Wednesday, July 7, 2010

Bolshevism and the West, Nearing's Address

Affirmative Presentation Address (pages 17-31), by Scott Nearing

The biographical sketch that precedes this section notes that Nearing, an economist then teaching at the Rand School of Social Science, earned his undergraduate degree in oratory: careful, Bertie, he’s a ringer!

Recall that the debate centers on whether the Soviet form of government is applicable to Western countries like Britain and the US. Nearing will discuss what “applicability” means and what really constitutes a government of the Soviet-type, before indicating why he believes that Bolshevism is indeed applicable to the West.

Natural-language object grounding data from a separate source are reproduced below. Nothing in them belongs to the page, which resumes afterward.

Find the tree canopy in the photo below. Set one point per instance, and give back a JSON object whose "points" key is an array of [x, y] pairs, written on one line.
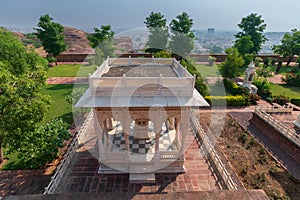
{"points": [[22, 76], [102, 41], [230, 68], [52, 35], [253, 26], [290, 45], [182, 36], [159, 34]]}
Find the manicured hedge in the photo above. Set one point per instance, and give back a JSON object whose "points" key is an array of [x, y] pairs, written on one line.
{"points": [[296, 101], [234, 89], [226, 100], [292, 79]]}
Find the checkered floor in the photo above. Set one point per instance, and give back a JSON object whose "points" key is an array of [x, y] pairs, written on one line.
{"points": [[141, 146]]}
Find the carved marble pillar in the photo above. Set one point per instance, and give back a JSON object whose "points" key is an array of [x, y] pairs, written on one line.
{"points": [[172, 123], [157, 131], [105, 133], [110, 123], [185, 123], [177, 129], [126, 133]]}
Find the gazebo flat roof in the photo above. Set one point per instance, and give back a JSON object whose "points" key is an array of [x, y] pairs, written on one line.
{"points": [[92, 101], [149, 70]]}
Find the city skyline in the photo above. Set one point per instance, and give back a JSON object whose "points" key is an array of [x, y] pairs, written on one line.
{"points": [[122, 14]]}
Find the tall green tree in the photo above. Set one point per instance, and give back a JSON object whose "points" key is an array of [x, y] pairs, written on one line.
{"points": [[182, 36], [253, 26], [52, 35], [290, 46], [22, 75], [159, 33], [231, 67], [102, 41], [245, 45]]}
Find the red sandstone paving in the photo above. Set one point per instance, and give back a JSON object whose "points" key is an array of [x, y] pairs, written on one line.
{"points": [[83, 177], [67, 80]]}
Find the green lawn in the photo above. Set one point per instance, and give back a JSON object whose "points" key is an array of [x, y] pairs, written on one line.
{"points": [[288, 91], [59, 106], [286, 69], [70, 70], [208, 71]]}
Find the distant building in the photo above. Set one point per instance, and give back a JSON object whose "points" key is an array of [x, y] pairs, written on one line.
{"points": [[210, 30]]}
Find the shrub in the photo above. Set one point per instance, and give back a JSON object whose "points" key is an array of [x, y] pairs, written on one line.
{"points": [[234, 89], [229, 100], [273, 61], [211, 60], [42, 145], [296, 101], [292, 79], [266, 62], [200, 84], [162, 54], [257, 61], [263, 87], [298, 61], [280, 99], [253, 98]]}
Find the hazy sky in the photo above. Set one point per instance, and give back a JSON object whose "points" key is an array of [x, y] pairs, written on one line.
{"points": [[279, 15]]}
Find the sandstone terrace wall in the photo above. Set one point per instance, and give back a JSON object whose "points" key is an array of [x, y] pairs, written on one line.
{"points": [[288, 146], [79, 57]]}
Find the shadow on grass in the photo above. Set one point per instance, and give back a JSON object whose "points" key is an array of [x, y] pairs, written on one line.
{"points": [[60, 87]]}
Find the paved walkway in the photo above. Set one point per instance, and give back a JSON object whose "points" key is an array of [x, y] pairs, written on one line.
{"points": [[82, 177], [67, 80], [244, 119]]}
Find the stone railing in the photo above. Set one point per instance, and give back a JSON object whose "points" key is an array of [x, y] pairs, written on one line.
{"points": [[64, 163], [211, 155], [283, 129], [276, 109]]}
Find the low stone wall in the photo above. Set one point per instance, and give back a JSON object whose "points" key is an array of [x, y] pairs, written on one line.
{"points": [[287, 145], [197, 57]]}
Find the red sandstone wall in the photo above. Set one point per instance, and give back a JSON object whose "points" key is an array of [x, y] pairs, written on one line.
{"points": [[196, 57], [288, 146]]}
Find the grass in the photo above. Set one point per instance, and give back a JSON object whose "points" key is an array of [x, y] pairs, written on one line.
{"points": [[70, 70], [208, 71], [59, 106], [289, 91], [286, 69]]}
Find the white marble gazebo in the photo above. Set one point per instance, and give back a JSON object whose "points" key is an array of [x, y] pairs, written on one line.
{"points": [[141, 115]]}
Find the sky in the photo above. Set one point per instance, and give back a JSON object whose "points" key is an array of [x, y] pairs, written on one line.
{"points": [[279, 15]]}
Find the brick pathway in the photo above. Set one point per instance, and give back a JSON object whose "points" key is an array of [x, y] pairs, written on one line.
{"points": [[67, 80], [82, 177], [276, 79]]}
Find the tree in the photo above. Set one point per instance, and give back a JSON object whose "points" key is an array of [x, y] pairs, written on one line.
{"points": [[182, 37], [102, 41], [230, 68], [253, 26], [41, 145], [244, 45], [290, 46], [22, 76], [52, 36], [159, 34]]}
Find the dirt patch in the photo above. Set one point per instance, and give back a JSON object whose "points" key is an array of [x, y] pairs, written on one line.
{"points": [[256, 168], [20, 182]]}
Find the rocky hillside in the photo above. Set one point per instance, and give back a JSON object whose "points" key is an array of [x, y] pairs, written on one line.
{"points": [[77, 42]]}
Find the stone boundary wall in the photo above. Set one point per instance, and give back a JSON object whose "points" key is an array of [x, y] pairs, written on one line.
{"points": [[80, 57], [288, 146]]}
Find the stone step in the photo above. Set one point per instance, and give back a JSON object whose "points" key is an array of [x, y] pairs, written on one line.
{"points": [[142, 178]]}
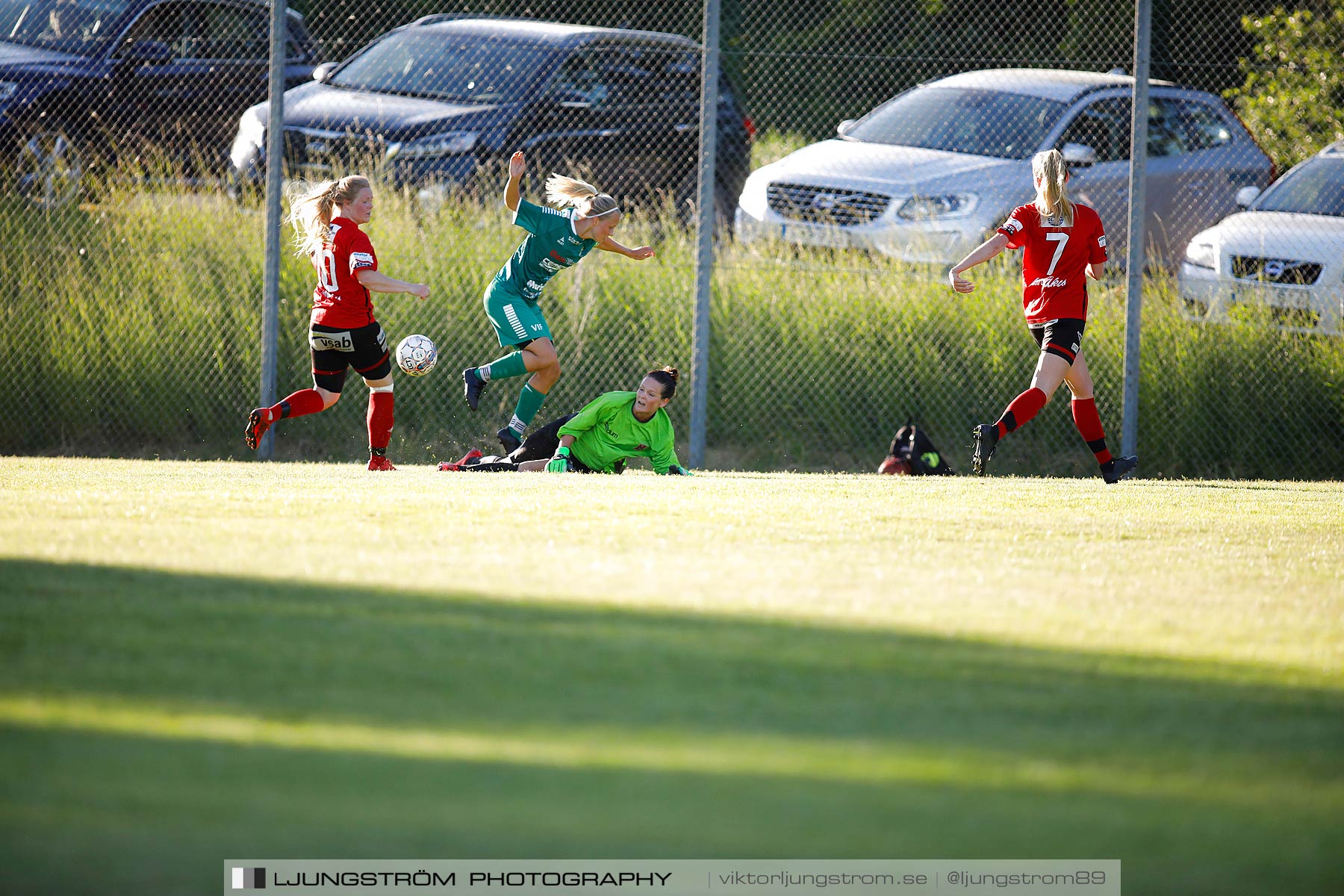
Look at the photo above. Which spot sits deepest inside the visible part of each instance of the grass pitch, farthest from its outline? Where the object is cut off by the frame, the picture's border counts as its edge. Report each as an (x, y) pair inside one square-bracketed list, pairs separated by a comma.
[(202, 662)]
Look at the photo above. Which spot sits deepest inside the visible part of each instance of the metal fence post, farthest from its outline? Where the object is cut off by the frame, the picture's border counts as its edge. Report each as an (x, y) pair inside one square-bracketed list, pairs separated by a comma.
[(275, 184), (1137, 215), (705, 231)]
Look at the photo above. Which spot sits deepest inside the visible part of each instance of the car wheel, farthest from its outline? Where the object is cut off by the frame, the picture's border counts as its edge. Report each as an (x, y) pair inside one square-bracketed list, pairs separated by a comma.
[(50, 166)]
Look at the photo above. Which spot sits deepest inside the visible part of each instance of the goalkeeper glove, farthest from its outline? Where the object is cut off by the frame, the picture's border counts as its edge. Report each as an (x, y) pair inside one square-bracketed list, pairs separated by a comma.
[(561, 462)]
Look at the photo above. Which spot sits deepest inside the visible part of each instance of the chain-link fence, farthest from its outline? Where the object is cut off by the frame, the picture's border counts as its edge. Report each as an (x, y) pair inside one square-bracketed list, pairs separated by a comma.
[(863, 148)]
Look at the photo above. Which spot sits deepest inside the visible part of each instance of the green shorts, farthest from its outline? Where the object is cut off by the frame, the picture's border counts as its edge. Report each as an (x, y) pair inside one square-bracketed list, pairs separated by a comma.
[(515, 321)]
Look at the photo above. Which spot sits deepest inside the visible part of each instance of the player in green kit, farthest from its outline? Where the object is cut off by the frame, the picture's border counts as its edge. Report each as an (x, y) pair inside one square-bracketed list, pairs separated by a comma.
[(556, 240), (609, 430)]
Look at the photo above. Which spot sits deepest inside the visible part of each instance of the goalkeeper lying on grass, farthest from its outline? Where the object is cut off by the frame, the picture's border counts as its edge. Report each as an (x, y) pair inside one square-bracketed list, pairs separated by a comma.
[(600, 438)]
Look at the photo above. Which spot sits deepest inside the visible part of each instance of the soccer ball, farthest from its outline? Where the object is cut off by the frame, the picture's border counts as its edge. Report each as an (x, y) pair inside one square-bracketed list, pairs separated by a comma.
[(416, 355)]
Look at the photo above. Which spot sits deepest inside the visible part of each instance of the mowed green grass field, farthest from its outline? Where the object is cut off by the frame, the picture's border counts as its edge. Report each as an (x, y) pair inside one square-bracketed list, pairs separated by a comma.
[(221, 660)]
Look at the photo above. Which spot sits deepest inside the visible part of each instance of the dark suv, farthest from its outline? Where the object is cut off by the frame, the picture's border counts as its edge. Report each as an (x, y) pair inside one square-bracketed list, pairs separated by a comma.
[(85, 78), (445, 97)]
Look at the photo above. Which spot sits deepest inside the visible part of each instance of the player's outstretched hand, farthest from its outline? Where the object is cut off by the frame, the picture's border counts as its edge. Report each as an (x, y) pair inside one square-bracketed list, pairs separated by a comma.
[(561, 462), (960, 282)]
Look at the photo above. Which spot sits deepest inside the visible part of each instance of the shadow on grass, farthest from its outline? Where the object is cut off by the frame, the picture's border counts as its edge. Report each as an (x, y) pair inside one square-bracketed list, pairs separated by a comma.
[(155, 723)]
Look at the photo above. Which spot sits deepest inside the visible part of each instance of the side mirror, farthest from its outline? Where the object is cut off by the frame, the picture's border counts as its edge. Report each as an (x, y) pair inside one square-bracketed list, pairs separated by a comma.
[(1078, 155), (148, 53)]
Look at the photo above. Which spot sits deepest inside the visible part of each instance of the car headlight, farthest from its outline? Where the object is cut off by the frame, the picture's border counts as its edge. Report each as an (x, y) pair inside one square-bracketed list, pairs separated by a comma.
[(948, 206), (252, 132), (433, 147), (1202, 254), (250, 140)]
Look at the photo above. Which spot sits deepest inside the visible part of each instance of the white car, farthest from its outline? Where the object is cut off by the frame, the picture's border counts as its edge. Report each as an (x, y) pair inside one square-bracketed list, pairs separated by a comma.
[(929, 173), (1285, 252)]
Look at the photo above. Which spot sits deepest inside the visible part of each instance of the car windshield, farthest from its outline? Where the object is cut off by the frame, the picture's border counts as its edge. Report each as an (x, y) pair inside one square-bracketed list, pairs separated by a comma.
[(1316, 187), (430, 63), (69, 26), (983, 122)]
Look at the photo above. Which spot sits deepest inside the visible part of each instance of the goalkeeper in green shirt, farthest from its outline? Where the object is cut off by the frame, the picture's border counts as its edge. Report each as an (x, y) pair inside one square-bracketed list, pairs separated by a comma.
[(556, 240), (600, 438)]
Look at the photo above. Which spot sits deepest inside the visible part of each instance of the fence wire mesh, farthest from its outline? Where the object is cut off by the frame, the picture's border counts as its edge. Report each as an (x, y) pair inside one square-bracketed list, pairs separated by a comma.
[(863, 148)]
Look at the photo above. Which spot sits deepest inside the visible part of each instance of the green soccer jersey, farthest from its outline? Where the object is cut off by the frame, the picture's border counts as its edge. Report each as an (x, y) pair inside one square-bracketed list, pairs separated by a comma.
[(550, 246), (606, 432)]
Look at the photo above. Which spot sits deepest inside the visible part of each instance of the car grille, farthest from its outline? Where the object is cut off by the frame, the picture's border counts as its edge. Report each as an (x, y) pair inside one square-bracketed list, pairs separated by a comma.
[(322, 152), (1276, 270), (843, 207)]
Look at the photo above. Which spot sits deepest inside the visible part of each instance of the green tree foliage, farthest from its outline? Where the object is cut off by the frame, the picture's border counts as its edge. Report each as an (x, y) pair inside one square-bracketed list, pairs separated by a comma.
[(1293, 94)]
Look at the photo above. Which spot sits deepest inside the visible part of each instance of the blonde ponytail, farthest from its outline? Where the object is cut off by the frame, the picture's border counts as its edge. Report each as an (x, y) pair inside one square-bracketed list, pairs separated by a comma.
[(311, 213), (562, 191), (1050, 171)]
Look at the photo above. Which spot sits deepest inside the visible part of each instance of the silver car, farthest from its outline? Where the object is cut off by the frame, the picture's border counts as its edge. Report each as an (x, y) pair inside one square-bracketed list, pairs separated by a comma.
[(1284, 253), (929, 173)]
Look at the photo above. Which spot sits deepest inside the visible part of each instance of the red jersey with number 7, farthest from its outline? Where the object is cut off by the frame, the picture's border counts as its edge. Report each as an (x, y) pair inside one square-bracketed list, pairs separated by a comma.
[(1054, 267), (340, 300)]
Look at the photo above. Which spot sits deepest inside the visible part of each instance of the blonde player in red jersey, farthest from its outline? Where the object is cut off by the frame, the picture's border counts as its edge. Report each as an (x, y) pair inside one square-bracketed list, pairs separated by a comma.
[(1065, 243), (343, 331)]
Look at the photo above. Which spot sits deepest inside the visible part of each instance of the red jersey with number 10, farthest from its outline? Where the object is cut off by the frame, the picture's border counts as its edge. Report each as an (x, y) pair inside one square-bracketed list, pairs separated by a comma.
[(340, 300), (1054, 267)]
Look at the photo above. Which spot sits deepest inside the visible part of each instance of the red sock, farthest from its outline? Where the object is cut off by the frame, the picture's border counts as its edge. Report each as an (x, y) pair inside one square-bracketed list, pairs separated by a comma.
[(297, 405), (1021, 410), (379, 420), (1089, 426)]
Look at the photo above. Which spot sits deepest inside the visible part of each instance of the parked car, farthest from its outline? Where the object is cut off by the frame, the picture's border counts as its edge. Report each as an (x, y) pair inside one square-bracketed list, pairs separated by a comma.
[(1285, 252), (81, 80), (929, 173), (445, 97)]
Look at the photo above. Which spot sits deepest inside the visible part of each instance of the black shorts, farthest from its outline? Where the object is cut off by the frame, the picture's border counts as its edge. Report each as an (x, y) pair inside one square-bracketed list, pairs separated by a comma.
[(1062, 337), (334, 348), (544, 442)]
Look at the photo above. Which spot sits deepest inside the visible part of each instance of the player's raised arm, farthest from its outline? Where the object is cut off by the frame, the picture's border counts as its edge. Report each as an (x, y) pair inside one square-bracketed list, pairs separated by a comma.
[(979, 255), (512, 191), (381, 282), (638, 253)]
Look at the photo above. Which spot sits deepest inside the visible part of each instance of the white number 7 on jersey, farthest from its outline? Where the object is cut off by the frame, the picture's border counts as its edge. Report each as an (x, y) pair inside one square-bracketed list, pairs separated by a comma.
[(1060, 250), (327, 270)]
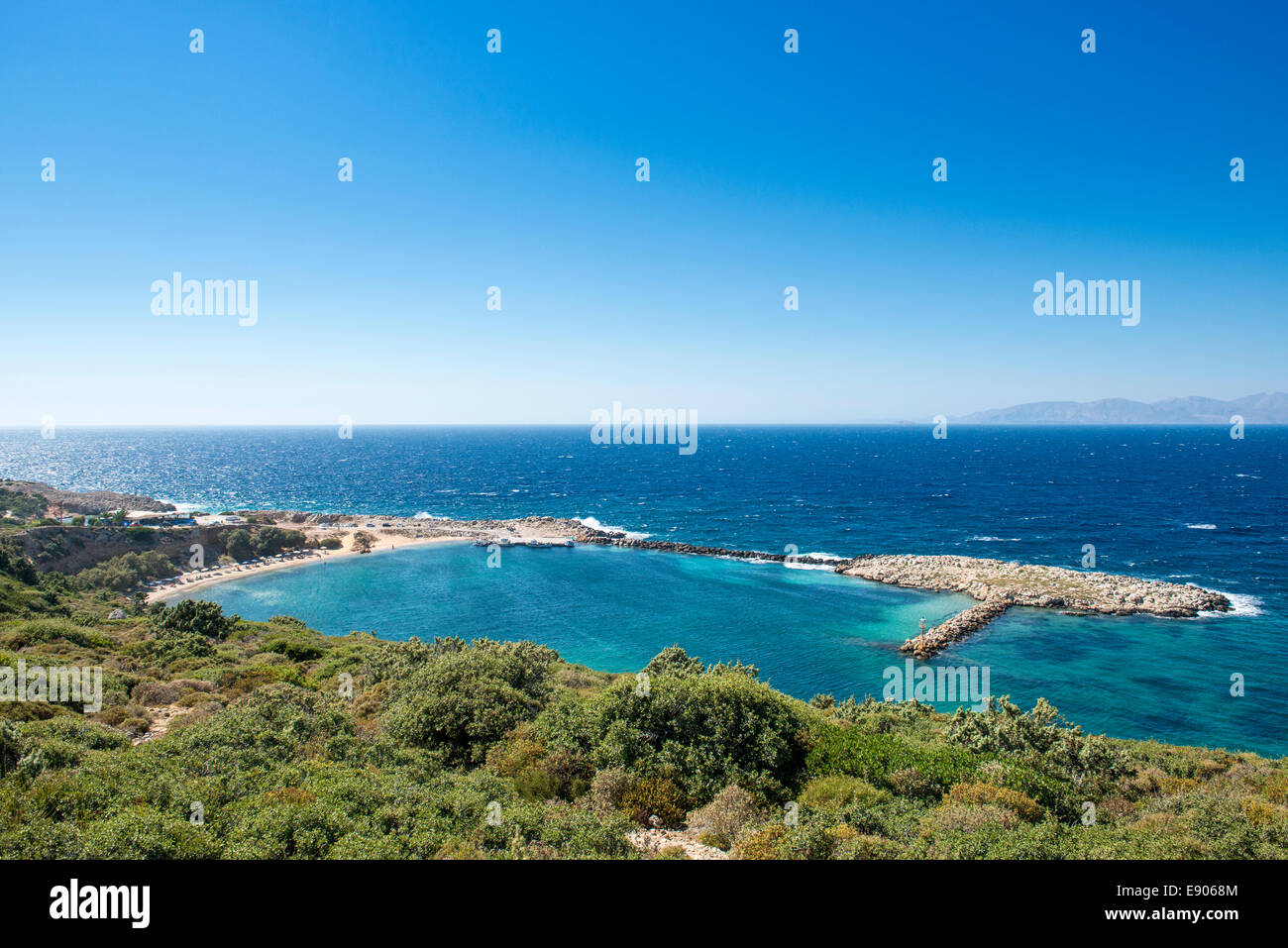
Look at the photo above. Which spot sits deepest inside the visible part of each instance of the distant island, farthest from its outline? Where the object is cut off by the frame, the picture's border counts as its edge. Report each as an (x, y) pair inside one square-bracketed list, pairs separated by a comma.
[(1265, 408)]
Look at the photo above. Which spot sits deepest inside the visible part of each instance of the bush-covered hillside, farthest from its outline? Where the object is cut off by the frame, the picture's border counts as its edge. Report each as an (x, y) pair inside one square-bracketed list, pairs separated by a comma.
[(220, 737)]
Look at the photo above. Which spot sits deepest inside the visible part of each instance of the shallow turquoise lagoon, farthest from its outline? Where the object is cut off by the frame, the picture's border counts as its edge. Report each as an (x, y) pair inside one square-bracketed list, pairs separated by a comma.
[(807, 630)]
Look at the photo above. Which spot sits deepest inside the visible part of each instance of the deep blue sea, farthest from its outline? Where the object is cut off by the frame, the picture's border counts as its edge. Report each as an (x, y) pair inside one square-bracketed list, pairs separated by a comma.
[(1181, 504)]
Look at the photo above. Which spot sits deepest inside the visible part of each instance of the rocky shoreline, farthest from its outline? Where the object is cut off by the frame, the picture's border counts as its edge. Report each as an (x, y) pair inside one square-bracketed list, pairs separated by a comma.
[(997, 584)]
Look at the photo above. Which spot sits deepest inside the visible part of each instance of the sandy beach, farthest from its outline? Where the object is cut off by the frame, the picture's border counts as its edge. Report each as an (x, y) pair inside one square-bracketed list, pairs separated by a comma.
[(187, 582), (387, 533)]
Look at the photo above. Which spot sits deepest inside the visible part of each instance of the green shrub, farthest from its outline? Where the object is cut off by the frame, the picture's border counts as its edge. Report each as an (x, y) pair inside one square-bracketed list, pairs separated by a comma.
[(721, 820), (840, 791), (910, 769), (653, 796)]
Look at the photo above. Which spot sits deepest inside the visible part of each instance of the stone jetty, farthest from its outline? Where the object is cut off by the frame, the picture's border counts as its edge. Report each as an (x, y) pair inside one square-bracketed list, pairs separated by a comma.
[(1000, 584), (957, 627)]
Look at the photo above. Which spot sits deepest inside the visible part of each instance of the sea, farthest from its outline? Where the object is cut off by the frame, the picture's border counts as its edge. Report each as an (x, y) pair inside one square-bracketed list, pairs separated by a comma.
[(1181, 504)]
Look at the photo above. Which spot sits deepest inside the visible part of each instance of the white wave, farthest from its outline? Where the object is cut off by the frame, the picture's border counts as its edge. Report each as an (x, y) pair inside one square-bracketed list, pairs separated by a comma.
[(1243, 604), (595, 524)]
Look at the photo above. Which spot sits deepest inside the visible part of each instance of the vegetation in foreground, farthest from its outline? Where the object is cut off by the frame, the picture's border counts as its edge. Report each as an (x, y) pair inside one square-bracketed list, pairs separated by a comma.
[(227, 738)]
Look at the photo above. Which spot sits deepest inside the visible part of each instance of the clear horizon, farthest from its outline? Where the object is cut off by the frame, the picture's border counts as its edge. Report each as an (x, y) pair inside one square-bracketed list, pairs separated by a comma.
[(518, 170)]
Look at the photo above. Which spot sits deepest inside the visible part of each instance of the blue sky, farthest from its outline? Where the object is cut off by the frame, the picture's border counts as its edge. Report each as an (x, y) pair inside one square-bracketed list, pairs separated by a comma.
[(518, 170)]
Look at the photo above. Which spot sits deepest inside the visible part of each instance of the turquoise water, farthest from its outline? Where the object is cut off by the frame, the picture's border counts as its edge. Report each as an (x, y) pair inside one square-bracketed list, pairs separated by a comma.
[(1177, 504), (807, 631)]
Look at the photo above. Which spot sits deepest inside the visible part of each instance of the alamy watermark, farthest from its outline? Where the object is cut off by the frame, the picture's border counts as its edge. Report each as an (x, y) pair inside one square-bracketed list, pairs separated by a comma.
[(1087, 298), (943, 685), (179, 296), (60, 685), (645, 427)]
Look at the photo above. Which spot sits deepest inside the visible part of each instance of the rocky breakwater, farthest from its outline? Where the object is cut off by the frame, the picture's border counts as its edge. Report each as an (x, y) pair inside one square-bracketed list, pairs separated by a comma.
[(961, 625), (1000, 584)]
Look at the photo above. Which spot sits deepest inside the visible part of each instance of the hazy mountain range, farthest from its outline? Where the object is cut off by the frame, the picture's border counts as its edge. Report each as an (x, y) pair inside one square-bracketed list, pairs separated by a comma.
[(1266, 408)]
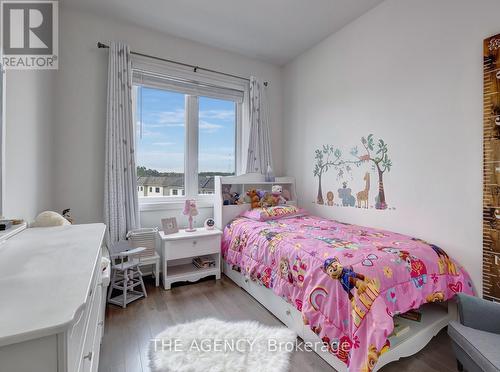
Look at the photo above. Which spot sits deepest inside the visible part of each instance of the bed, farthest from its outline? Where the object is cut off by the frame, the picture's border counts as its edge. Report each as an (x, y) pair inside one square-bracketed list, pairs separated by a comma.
[(339, 285)]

Nearing offers an orthodox Marxian view of social evolution, where forms of government reflect economic conditions. The growth of industry led to the replacement of feudalism with the capitalist state. Russia was behind in this development, and before World War I (at the time of the debate, still the Great War) it remained a partly feudal society with a nascent capitalist class. The war destroyed Russian feudalism and Russian capitalism. The Soviets were on hand with a replacement for the old, destroyed social order. “If the old social order had broken down first in Germany, the new social order would have come first in Germany [p. 24].” (Nearing doesn’t mention that somehow the Bolsheviks were able to skip a Marxian near-requirement by moving to the next stage before full-blown capitalism had been achieved.)

The new, Soviet social order is not communism or socialism, but a transitional stage between capitalism and socialism. It centralizes power in a dictatorship of the Communist Party, representing industrial workers and peasants. The ultimate goal is communism, which involves economic emancipation and the end of exploitation. But the current Soviet system is not yet a communist one.

The Soviet system differs from Western governments in three ways. First, the system of representation is economic, not geographical: street car workers, and teachers, as opposed to precincts, are the fundamental election units. Nearing views this arrangement as desirable, in that it better reflects the reality that people are more closely affiliated via their employment than their neighborhood. Second, the Soviet economic system is organized scientifically, and is not just the chaotic hodgepodge that emerges under capitalism. (Though it is unfair to Nearing, hindsight makes it hard not to scoff at the proclaimed scientific basis of the Soviet economy.) Third, the Soviets have adopted the notion that those who don’t work don’t eat – again as opposed to capitalism, where many of those who make no contribution to society nevertheless are rewarded handsomely thanks to income from property ownership. These three principles of Soviet rule did not arrive randomly, but were hammered out through seven years of wartime suffering. We will be ready for a similar form of government when our social order breaks down, as the Russian one did.

And our social order is poised to break down, through another international war and domestic class wars. Our current disregard of the peril is the same disregard the confident Germans felt in 1913. Ten years from now we will feel differently. When the inevitable capitalist breakdown occurs, we will see in the West a dictatorship of the proletariat organized around a tightly disciplined party, and enter our own transition to socialism.